When ESPN first launched in 1979, it was unclear how the public would respond to an all-sports cable channel. Three years later, a woman actually named ESPN in her divorce suit, claiming the network ruined her married by offering too much coverage. Travis Vogan says ESPN has fomented fanaticism not just for the teams it depicts, but for the network itself. One example of this? People naming their babies Espn (pronounced ‘es-pin’).
“It speaks to how important ESPN is and how it's spanned well beyond a cable outlet. It’s not just a TV channel, it’s a sort of cultural touchstone. It’s a way of creating community, it’s a way of asserting your identity.”
Vogan says that type of cultural significance is no accident.
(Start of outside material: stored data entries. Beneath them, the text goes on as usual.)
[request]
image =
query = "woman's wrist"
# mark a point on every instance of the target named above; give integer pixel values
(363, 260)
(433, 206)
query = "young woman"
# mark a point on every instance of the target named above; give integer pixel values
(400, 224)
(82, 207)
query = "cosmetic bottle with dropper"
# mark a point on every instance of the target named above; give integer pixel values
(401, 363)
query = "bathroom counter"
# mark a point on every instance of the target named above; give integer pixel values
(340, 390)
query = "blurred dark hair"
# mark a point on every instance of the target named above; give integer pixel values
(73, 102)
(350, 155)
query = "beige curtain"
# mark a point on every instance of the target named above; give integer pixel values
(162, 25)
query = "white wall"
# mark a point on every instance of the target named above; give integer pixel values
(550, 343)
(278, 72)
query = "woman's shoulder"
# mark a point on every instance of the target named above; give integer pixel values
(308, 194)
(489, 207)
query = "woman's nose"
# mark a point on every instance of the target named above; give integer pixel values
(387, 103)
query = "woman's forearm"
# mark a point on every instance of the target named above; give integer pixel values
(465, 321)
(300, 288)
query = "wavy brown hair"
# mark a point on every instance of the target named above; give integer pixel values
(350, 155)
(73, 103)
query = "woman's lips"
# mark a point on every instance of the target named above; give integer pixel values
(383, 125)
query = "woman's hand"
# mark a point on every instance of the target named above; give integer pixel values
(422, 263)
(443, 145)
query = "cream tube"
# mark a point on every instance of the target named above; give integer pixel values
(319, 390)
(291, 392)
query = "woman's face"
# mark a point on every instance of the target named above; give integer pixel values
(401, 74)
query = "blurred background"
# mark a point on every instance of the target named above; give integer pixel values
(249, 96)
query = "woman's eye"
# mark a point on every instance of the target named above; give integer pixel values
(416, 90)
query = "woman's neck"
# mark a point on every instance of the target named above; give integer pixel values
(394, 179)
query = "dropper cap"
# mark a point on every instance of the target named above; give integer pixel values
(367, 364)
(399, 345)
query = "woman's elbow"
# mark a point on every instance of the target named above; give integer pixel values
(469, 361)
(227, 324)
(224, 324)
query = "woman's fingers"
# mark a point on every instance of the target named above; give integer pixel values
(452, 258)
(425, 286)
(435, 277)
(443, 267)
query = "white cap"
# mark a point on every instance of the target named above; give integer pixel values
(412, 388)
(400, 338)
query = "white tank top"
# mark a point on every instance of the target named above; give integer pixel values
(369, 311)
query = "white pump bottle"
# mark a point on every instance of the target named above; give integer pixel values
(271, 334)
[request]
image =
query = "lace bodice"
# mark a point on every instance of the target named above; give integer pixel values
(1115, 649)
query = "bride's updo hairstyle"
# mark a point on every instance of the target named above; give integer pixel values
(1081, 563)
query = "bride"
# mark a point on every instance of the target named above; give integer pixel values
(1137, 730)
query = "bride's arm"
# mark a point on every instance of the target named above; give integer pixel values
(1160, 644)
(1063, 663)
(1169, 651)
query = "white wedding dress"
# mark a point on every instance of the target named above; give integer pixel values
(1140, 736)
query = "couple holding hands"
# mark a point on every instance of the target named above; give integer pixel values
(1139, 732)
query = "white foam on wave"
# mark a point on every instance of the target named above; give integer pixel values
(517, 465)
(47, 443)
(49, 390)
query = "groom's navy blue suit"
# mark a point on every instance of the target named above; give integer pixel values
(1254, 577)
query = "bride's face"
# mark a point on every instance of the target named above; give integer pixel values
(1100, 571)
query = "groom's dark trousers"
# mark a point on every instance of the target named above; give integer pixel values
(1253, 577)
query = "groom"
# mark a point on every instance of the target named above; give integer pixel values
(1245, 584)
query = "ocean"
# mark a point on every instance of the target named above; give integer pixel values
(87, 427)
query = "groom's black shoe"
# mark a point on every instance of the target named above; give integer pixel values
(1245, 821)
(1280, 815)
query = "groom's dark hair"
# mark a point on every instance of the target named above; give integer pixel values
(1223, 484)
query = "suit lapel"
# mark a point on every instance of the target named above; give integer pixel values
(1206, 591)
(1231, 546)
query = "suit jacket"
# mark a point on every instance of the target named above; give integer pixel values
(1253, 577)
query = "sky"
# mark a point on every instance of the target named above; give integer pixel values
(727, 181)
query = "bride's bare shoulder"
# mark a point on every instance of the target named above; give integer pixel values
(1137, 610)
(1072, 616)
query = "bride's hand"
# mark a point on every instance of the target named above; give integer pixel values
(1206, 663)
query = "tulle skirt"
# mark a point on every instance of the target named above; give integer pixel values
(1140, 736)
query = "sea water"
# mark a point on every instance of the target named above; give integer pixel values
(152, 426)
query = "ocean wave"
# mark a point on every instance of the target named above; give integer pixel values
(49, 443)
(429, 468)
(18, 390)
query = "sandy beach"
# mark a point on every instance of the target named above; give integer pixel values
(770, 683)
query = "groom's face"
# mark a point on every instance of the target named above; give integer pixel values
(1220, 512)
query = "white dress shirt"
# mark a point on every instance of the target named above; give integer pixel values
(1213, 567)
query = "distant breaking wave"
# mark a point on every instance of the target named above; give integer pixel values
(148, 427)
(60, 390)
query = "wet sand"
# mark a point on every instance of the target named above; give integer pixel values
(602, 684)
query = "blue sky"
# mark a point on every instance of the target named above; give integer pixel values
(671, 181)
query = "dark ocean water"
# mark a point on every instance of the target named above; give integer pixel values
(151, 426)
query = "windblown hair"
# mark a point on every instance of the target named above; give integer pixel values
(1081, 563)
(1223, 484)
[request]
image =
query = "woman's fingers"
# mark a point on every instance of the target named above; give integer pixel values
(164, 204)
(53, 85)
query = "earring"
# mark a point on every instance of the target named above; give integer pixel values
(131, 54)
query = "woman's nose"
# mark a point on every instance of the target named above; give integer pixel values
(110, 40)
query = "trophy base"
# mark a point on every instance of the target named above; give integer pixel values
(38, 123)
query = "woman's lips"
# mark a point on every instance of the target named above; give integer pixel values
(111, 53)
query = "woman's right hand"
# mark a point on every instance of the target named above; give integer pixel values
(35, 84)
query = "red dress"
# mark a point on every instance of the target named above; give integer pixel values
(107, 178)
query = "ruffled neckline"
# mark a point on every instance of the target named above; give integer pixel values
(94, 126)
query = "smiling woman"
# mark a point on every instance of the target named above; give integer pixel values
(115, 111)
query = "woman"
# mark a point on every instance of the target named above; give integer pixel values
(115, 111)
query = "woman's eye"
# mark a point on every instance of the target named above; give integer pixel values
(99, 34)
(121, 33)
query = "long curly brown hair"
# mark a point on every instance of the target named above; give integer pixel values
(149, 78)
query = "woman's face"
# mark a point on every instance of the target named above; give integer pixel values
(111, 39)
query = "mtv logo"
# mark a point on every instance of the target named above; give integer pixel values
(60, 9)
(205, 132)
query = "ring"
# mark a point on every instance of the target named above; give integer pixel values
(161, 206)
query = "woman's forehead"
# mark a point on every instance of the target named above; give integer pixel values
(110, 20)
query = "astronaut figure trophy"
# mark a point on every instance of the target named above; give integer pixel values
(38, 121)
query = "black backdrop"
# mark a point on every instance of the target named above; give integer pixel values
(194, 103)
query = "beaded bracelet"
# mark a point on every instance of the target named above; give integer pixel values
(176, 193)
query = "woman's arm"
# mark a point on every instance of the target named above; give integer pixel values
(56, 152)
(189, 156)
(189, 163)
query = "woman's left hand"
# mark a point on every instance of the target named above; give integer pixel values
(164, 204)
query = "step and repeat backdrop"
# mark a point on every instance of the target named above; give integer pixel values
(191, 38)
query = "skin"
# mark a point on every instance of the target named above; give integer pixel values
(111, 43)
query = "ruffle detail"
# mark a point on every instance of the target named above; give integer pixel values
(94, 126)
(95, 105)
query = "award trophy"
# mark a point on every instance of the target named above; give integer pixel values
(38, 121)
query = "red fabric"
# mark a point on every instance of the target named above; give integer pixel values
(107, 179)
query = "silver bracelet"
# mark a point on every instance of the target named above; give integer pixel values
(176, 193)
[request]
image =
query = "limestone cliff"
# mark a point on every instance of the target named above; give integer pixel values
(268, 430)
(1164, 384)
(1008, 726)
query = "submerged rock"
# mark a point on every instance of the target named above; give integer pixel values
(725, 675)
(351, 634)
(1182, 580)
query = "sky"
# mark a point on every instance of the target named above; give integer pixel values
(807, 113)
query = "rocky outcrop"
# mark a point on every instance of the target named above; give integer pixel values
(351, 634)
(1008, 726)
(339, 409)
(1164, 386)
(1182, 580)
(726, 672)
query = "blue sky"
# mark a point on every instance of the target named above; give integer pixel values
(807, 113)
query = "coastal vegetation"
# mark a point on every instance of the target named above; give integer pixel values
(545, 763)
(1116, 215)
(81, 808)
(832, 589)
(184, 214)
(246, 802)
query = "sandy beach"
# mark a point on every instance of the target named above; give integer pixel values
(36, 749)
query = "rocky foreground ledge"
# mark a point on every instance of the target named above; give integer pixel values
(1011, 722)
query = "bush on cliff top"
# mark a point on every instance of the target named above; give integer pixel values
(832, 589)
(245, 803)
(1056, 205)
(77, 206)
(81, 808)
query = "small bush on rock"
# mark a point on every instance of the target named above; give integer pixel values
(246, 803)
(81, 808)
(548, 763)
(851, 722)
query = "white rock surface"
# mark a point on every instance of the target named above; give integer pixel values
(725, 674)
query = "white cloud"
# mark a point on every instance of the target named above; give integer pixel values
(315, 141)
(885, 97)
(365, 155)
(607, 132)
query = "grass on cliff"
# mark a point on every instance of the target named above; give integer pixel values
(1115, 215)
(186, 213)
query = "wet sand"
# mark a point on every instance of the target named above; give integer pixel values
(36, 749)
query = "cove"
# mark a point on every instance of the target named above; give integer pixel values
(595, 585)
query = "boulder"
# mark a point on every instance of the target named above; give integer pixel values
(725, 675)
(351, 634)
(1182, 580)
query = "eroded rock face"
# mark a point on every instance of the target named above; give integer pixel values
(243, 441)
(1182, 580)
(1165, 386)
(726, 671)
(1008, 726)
“It’s not just an entity that’s delivering sports, but it’s a framework through which we see the world. Nobody’s going to name their kid Espn because it sounds cool or because they think it’s a fascinating name. They’re going to name their kid Espn because of the meanings we attach to ESPN, and those meanings exceed the realm of sports. ESPN has done all kinds of things to kind of ensure that this brand has meaning that exceeds sports, that it’s powerful, that it has some sort of weight attached to it.”
Travis Vogan is an assistant professor of Journalism and Mass Communication and American Studies at the University of Iowa. He wrote the book ESPN: The Making of Sports Media Empire.
More than 35 years after ESPN was launched, 80 percent of households with at least one television set pay for ESPN as a part of their cable package. In this edition of River to River, host Lindsey Moon talks with Vogan about how the network has transformed the way we consume and think about sports.